Challenges in Data Creation
Providing data creation, it’s essential to consider not only the technical limitations but also the legal and ethical aspects of working with data.
“In the world of data, where every detail matters, it’s not enough to just create data; it’s crucial to ensure its accuracy, diversity, and compliance with ethical standards. Without this, the entire process loses its value and risks distorting reality,” says Dennis Sorokin.
- Diversity of Participants
Depending on the project, participants may need to come from different age groups, genders, nationalities, and skin tones. In some cases, participants with specific characteristics are required — such as elderly individuals for medical studies with various facial expressions for emotion analysis or individuals with particular physiological traits for biometric systems.
Finding suitable participants in different regions can be challenging. Sometimes, the ‘casting’ process can take weeks or even months to ensure the right amount of participants to create truly varied datasets with different community members.
- Data Volume and Technical Limitations
Capturing high-quality video requires substantial storage and data transfer resources.
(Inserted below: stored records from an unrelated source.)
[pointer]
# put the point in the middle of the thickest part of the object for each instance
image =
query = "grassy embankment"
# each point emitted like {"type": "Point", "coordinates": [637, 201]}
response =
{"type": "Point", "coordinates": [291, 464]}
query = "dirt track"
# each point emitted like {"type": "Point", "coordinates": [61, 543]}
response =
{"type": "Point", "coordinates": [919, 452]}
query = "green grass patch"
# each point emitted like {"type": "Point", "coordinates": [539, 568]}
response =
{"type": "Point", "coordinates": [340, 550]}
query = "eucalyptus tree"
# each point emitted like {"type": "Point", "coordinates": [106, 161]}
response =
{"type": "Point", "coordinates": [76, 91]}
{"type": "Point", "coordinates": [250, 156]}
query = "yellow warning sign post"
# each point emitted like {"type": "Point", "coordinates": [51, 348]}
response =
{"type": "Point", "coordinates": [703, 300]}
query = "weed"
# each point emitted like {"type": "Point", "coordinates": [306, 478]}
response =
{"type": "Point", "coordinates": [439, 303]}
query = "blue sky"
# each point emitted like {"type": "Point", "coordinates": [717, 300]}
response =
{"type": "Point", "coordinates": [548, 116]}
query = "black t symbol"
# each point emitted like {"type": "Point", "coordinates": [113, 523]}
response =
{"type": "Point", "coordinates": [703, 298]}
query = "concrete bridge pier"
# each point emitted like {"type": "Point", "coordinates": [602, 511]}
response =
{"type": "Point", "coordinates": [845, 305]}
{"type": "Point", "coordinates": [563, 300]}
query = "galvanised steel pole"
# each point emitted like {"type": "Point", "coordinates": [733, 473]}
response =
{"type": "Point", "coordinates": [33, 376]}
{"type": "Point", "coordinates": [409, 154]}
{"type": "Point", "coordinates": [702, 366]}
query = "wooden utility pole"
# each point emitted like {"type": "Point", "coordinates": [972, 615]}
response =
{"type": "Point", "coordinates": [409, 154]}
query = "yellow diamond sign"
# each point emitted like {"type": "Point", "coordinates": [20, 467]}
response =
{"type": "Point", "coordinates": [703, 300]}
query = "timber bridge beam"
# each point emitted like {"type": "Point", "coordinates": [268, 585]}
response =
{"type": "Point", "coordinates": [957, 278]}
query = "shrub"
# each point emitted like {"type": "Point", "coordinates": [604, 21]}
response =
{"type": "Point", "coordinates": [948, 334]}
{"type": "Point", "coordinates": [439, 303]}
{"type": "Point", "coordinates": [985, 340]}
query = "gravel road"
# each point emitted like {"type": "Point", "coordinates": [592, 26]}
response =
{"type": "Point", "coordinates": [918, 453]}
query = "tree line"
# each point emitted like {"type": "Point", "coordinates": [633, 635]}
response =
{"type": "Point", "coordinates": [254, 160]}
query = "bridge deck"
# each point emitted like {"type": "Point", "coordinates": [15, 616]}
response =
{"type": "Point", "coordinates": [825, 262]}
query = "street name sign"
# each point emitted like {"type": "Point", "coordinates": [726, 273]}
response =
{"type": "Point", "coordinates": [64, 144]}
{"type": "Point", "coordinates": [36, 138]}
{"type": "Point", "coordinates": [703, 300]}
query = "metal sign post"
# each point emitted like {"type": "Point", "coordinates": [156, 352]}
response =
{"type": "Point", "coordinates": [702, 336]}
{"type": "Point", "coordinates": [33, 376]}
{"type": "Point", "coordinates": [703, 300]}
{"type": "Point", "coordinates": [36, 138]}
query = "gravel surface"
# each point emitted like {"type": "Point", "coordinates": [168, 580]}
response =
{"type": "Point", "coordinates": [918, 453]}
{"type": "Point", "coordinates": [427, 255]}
For example, recording 4K video for one hour can take up several tens of gigabytes. Special cameras like infrared, thermal, etc, can produce even more data. If multiple cameras are used in the project, the total data volume can increase to several terabytes. Organizing the workflow requires powerful equipment and carefully planned logistics, from efficient data transfer to annotation and delivery to clients.
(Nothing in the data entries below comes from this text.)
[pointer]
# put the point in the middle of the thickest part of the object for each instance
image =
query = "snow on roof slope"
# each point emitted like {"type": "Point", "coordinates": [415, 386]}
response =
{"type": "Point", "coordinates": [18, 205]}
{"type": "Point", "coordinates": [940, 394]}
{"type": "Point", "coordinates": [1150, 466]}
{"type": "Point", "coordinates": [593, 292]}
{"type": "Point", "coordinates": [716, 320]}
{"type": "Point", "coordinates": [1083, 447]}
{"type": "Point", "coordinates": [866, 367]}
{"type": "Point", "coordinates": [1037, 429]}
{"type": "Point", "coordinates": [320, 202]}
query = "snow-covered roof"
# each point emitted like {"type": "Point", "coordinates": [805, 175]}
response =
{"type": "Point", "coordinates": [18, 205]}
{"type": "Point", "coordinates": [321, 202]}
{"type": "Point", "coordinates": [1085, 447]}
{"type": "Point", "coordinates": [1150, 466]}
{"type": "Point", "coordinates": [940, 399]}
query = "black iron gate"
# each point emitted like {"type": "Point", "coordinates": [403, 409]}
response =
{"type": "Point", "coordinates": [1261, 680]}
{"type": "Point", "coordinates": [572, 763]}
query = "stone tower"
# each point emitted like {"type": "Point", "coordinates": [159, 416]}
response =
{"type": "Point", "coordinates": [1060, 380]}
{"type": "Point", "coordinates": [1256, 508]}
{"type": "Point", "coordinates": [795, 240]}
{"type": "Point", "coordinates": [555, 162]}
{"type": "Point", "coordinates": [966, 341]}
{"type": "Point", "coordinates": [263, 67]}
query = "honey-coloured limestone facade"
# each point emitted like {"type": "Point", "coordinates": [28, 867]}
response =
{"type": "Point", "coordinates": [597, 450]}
- Ethical and Legal Challenges
Data creation raises several ethical and legal concerns, especially when it involves collecting information containing images of people, biometric data, or actions in public places. From an ethical perspective, all participants in the filming must provide informed consent for their data to be used by signing the necessary documents. Confidentiality also plays a pivotal role; it’s necessary to ensure that people cannot be identified when the client does not require it and to comply with data protection standards. Another pressing issue is data manipulation — artificial modeling or staged scenes must closely reflect reality to prevent information distortion and algorithmic bias.
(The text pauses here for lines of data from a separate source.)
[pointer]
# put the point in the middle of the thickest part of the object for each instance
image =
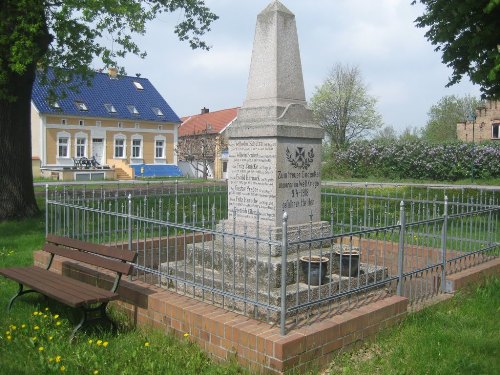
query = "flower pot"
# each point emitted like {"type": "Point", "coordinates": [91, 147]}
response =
{"type": "Point", "coordinates": [347, 262]}
{"type": "Point", "coordinates": [314, 268]}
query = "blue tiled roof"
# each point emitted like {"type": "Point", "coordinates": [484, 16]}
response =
{"type": "Point", "coordinates": [119, 92]}
{"type": "Point", "coordinates": [156, 170]}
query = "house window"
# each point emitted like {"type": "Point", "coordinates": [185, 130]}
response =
{"type": "Point", "coordinates": [495, 130]}
{"type": "Point", "coordinates": [132, 109]}
{"type": "Point", "coordinates": [81, 106]}
{"type": "Point", "coordinates": [63, 146]}
{"type": "Point", "coordinates": [138, 86]}
{"type": "Point", "coordinates": [157, 111]}
{"type": "Point", "coordinates": [80, 147]}
{"type": "Point", "coordinates": [160, 149]}
{"type": "Point", "coordinates": [110, 108]}
{"type": "Point", "coordinates": [136, 148]}
{"type": "Point", "coordinates": [119, 147]}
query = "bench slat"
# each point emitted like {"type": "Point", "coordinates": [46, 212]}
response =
{"type": "Point", "coordinates": [95, 260]}
{"type": "Point", "coordinates": [63, 289]}
{"type": "Point", "coordinates": [109, 251]}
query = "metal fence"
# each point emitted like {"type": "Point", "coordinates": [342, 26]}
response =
{"type": "Point", "coordinates": [373, 241]}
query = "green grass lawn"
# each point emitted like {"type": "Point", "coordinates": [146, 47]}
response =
{"type": "Point", "coordinates": [459, 336]}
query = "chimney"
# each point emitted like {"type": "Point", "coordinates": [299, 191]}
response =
{"type": "Point", "coordinates": [113, 73]}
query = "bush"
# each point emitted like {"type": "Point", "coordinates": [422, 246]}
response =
{"type": "Point", "coordinates": [415, 159]}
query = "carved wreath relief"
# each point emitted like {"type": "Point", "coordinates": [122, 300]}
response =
{"type": "Point", "coordinates": [300, 160]}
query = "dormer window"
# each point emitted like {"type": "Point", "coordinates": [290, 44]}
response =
{"type": "Point", "coordinates": [138, 86]}
{"type": "Point", "coordinates": [157, 111]}
{"type": "Point", "coordinates": [132, 109]}
{"type": "Point", "coordinates": [110, 108]}
{"type": "Point", "coordinates": [81, 106]}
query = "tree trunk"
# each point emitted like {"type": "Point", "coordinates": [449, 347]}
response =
{"type": "Point", "coordinates": [17, 197]}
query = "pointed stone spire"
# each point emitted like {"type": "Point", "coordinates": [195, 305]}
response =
{"type": "Point", "coordinates": [275, 77]}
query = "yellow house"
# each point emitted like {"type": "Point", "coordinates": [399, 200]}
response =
{"type": "Point", "coordinates": [118, 127]}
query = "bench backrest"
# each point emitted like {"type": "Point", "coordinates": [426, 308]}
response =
{"type": "Point", "coordinates": [109, 257]}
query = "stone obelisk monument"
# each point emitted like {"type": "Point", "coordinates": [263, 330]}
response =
{"type": "Point", "coordinates": [274, 145]}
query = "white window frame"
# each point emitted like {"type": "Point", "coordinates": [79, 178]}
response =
{"type": "Point", "coordinates": [67, 137]}
{"type": "Point", "coordinates": [163, 156]}
{"type": "Point", "coordinates": [80, 136]}
{"type": "Point", "coordinates": [123, 139]}
{"type": "Point", "coordinates": [140, 138]}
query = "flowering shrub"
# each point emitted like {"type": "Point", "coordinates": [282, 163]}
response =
{"type": "Point", "coordinates": [415, 159]}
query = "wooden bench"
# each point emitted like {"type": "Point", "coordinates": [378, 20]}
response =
{"type": "Point", "coordinates": [91, 300]}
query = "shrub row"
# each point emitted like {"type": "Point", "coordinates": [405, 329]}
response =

From a legal standpoint, the primary challenge lies in protecting personal data. Regulations such as the GDPR in Europe and CCPA in the U.S. set strict guidelines for data collection and processing, including participants’ rights to request the removal of their data. There are also restrictions on using collected data for commercial purposes: information gathered for one project cannot always be resold or used in other research without participants’ consent. Furthermore, laws around public filming differ from country to country — some places allow filming people without their consent. In contrast, others require specific permissions, especially when the data is used for commercial or research purposes. Adhering to ethical standards and legal requirements is a key aspect of data handling, helping to mitigate risks and ensuring that information is used appropriately and safely.
Conclusions
Dennis Sorokin believes that data creation remains a highly sought-after field, particularly in projects requiring specific video materials that cannot be found in the public domain. “Whether you’re training AI for next-gen transportation, analyzing consumer behavior in stores, or pushing the boundaries of medical research, the key is staying flexible, precise, and aligned with what clients need,” he says. Despite the challenges, this field continues to evolve, finding applications across various industries and gaining increasing attention and demand.